Don’t look now, but offshore wind power is coming our way.
Emerging as an 800-pound gorilla on the East Coast is Ørsted.
The Danish company, with $12 billion in annual revenues, uses the Danish-Norwegian letter Ø, not a bad move in touting your green credentials.
Ørsted was formerly known as DONG Energy (Danish Oil and Natural Gas), a bow to its fossil fuel roots. For obvious reasons, associating your brand with a U.S. slang term for a male body part was not a great idea.
Ørsted was recently selected to work with a unit of New Jersey Public Service Enterprise Group (PSEG) in building a massive wind farm off Atlantic City, NJ by 2024.
Half a million homes
This project would provide power to half a million homes, far more than the 350,000 dwelling units in Delaware. PSEG is the majority owner of the aging Salem nuclear plant complex across the river from the First State.
Ørsted already operates a small wind farm off Rhode Island’s Block Island and was awarded rights to develop the Skipjack wind farm off the Maryland coast, near Delaware’s Fenwick Island. Power from Skipjack could connect with the grid in Delaware.
Other Ørsted projects off Long Island, Rhode Island, Connecticut and Virginia are in the works.
Ørsted, which developed the first offshore wind farm in the early ‘90s, estimates its development pipeline amounts to two gigawatts on the East Coast, slightly less than the output from the Salem nuclear complex.
The projects would create thousands of construction jobs, many long-term positions and added tax revenues.
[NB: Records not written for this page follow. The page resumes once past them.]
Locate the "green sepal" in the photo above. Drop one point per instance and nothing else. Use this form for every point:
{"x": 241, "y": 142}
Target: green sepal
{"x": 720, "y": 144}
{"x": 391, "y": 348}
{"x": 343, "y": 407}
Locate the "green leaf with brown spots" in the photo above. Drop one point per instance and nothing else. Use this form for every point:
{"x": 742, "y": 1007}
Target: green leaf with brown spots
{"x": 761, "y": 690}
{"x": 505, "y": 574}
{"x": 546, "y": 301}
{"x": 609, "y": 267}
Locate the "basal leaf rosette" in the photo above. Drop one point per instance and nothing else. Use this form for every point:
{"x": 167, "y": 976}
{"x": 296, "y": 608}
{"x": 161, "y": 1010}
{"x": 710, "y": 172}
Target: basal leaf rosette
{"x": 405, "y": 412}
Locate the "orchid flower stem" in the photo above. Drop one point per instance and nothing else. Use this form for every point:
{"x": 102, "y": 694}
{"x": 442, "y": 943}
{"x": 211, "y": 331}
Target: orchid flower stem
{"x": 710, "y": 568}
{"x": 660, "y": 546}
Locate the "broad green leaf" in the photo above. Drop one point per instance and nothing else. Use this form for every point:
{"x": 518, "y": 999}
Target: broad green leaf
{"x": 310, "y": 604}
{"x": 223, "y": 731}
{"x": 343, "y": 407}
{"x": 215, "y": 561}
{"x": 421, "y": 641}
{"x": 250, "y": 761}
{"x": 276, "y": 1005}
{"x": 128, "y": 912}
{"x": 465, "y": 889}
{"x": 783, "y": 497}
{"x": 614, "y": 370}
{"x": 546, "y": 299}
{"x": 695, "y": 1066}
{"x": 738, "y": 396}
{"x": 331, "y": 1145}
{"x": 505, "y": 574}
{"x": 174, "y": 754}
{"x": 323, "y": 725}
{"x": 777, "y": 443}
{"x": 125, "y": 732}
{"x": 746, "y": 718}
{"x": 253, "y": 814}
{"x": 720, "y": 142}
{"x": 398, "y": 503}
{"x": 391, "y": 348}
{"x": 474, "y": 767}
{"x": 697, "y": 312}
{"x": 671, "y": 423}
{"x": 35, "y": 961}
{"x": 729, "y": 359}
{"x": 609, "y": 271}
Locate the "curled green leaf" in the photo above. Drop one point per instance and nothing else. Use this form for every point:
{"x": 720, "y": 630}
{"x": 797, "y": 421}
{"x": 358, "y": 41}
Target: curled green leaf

While the company has a lot on its plate, Ørsted figures it can capture efficiencies with multiple projects.
Things that could go wrong
A lot can happen in the coming years that might stymie offshore wind. A deep recession or a collapse of capital markets is not out of the question.
Opposition has been growing to offshore wind, especially in the Ocean City area. Foes, worried that the wind turbines will hurt tourism, want turbines moved further offshore.
Another issue is cost, with foes pointing out subsidies and incentives from states.
President Trump, a supporter of coal, threw out the possibility of the wind dying down and Americans having no way to watch their TVs.
Natural gas could fill any gaps, although opposition is growing in using any fossil fuel.
As you might remember, Delaware was first out of the gate with the Bluewater Wind project off the coast at Rehoboth Beach.
Bluewater struggled with a lack of federal regulations associated with offshore wind, a recession that cut power consumption and poor conditions in capital markets. The project appears to be dead, although Gov. John Carney announced the formation of a panel charged with studying the potential for wind power.
Climate change skeptic David Stevenson of Delaware’s Caesar Rodney Institute argues that Delaware is not far behind Maryland in pursuing an offshore wind project that would increase electric rates.
Supporters of wind power point to costs that remain steady through the lifespans of turbines. Costs are also dropping for offshore wind, especially in Europe.